Your pest management needs change with the season and the year. When scheduling GPM meetings we took care to focus on Grape Pest Management chapters that were seasonally appropriate. For example, summer bunch rot, or sour rot, is typically anticipated to be a problem in the months of July through October (see page 23 in Grape Pest Management for a calendar of vineyard activities). Knowing this, the bunch rot meeting was held in late August (see table above). We also made an effort to choose chapters that address pressing pest management concerns facing the local industry. A good example is red blotch, a vineyard virus that growers are eager to learn more about.
We asked meeting attendees to rate the usefulness of the presented information on a five-point scale ranging from “not useful” to “very useful”. The overwhelming majority of respondents (76%) said that the pest management information presented by guest speakers was “very useful”. Less than 0.5% reported the information was “not useful”.

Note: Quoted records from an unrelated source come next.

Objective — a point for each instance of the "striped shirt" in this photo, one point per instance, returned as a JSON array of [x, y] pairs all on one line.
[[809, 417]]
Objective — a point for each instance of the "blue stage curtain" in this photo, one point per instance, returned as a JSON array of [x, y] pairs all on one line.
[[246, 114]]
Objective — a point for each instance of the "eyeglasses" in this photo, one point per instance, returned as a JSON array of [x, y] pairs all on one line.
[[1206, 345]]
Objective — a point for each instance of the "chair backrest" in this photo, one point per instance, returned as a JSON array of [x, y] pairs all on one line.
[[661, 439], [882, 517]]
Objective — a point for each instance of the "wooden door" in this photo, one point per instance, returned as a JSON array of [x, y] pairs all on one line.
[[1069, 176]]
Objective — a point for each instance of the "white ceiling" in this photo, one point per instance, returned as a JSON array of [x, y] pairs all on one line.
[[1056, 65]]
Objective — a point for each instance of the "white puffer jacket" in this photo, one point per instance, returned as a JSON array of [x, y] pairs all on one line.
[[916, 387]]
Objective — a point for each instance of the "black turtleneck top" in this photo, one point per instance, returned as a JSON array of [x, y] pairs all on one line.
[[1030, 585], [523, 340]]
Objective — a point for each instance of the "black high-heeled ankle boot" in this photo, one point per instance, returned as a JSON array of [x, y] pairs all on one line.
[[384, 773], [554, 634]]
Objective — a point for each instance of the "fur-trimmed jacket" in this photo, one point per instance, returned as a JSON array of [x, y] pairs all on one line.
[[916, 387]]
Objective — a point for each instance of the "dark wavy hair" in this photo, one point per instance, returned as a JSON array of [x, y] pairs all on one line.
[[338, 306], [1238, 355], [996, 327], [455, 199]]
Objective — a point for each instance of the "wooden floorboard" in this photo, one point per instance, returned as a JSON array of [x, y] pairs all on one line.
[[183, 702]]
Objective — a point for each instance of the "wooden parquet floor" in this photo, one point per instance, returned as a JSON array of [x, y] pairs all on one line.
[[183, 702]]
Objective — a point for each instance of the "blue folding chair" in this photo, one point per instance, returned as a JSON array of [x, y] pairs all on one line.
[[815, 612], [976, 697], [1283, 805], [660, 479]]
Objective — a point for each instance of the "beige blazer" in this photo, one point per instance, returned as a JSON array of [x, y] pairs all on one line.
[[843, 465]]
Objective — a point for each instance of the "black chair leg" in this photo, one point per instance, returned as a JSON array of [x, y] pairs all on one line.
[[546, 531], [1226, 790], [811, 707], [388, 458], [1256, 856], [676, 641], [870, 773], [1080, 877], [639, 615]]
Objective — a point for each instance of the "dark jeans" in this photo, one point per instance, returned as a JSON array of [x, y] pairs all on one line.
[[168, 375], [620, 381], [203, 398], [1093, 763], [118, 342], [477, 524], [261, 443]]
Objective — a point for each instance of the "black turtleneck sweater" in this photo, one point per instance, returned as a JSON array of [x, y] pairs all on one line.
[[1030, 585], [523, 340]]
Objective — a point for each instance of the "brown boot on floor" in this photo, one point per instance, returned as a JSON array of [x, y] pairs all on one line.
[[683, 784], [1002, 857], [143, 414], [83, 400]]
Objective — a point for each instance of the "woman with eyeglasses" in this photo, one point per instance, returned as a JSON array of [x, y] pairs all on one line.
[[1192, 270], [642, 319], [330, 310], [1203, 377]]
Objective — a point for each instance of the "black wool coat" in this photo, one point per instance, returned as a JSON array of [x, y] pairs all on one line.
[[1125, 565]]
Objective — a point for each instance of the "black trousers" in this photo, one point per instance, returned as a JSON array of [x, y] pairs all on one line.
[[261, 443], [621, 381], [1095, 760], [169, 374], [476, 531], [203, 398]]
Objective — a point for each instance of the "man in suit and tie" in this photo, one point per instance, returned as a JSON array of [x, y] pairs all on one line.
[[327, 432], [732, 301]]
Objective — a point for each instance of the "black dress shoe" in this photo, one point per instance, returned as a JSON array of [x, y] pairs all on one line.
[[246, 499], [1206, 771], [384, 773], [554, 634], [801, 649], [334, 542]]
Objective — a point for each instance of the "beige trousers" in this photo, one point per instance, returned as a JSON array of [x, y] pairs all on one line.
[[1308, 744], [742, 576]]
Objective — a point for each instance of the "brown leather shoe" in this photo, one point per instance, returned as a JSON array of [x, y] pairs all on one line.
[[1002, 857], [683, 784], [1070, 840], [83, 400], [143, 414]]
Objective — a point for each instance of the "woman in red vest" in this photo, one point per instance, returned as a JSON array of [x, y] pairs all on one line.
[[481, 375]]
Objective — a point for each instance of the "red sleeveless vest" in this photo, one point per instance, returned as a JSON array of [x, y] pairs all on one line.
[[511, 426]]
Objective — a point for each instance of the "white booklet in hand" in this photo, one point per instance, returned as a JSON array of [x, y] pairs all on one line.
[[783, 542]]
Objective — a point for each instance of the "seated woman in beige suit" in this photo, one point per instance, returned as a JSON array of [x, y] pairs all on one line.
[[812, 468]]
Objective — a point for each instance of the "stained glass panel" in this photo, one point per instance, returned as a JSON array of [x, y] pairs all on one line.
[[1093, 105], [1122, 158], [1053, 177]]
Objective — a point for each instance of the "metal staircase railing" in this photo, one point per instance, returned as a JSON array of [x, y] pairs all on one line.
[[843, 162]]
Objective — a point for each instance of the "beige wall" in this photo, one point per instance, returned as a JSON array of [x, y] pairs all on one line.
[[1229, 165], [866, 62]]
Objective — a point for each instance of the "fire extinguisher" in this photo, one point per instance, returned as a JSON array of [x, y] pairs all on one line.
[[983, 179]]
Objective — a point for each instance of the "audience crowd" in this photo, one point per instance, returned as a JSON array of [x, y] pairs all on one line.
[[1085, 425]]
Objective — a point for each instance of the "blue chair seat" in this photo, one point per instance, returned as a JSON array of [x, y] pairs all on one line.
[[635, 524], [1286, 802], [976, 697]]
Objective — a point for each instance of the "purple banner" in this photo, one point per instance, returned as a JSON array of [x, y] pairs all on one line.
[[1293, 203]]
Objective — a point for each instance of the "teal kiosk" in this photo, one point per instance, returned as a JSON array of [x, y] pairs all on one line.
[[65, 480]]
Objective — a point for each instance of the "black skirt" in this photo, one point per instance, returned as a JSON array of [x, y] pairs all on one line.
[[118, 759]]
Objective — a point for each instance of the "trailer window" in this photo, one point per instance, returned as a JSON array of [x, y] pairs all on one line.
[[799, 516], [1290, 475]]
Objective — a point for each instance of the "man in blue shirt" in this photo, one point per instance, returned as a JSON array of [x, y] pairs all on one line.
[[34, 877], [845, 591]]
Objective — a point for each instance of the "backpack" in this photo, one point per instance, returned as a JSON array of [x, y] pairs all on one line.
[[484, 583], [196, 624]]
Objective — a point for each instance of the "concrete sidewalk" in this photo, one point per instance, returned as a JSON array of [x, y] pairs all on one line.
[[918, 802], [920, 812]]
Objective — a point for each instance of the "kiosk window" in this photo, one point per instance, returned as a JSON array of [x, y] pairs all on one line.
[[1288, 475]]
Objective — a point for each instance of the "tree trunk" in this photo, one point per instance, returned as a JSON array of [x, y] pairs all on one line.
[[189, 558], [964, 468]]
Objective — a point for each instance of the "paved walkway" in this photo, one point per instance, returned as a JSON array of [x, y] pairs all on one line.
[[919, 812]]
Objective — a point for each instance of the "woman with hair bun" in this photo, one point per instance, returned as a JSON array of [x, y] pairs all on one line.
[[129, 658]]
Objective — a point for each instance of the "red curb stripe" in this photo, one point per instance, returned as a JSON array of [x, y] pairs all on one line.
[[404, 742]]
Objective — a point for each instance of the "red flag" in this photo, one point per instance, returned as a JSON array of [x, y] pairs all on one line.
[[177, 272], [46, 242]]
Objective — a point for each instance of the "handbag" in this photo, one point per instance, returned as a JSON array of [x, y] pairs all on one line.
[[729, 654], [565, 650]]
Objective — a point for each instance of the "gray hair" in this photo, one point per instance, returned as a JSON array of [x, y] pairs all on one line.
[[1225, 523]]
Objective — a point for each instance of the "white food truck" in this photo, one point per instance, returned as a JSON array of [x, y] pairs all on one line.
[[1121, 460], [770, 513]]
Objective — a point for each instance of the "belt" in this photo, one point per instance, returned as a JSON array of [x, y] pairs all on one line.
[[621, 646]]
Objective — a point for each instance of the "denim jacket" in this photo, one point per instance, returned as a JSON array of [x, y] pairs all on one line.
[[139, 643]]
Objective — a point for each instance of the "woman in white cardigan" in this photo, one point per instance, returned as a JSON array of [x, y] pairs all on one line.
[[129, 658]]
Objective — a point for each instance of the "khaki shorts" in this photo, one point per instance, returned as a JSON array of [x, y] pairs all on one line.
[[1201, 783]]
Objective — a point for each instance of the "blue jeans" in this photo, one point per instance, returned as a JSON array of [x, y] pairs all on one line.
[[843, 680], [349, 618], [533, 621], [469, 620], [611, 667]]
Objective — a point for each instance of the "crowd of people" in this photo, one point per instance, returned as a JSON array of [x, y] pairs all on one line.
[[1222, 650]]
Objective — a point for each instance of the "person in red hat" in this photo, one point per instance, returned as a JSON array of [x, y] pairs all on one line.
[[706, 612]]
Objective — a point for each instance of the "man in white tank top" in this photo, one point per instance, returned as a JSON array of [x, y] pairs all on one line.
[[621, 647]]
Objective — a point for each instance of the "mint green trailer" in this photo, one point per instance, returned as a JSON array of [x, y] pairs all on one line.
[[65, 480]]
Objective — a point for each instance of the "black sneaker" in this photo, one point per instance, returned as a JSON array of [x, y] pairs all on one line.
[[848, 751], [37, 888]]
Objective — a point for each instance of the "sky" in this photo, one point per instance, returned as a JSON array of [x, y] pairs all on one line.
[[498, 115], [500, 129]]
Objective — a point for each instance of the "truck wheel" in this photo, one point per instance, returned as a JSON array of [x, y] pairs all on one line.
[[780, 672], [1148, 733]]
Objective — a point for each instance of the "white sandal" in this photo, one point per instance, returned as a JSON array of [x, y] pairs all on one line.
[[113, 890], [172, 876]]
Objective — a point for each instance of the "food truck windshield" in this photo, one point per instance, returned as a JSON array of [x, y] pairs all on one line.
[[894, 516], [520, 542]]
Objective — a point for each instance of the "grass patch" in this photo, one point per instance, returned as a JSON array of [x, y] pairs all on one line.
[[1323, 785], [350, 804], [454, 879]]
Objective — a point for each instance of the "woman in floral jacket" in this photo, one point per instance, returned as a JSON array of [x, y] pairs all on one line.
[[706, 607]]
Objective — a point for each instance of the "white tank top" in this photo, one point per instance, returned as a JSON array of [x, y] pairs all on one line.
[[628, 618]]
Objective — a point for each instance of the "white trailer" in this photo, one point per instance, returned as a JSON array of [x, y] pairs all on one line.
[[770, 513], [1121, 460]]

Will Lodi growers change the way they manage pests as a result of the GPM series? It is likely!
The ultimate measure of success for any education program is whether growers take home ideas, techniques, or advise that leads to changes and improvements the way they farming. It would be very difficult to measure whether growers actually do change the way they manage pests as a result of the GPM series. The closest we could get was to ask whether growers intend to change their practices. This is exactly what we did, and the results are positive.
We asked growers to indicate the likelihood that they will change their pest management practices as a result of information presented at the meeting on a five-point scale ranging from “highly unlikely” to “highly likely.” Close to a majority (48%) stated they they were “likely” to change their practices. Seventeen percent reported that they were “highly likely” to do so and less than 0.5% reported “highly unlikely.”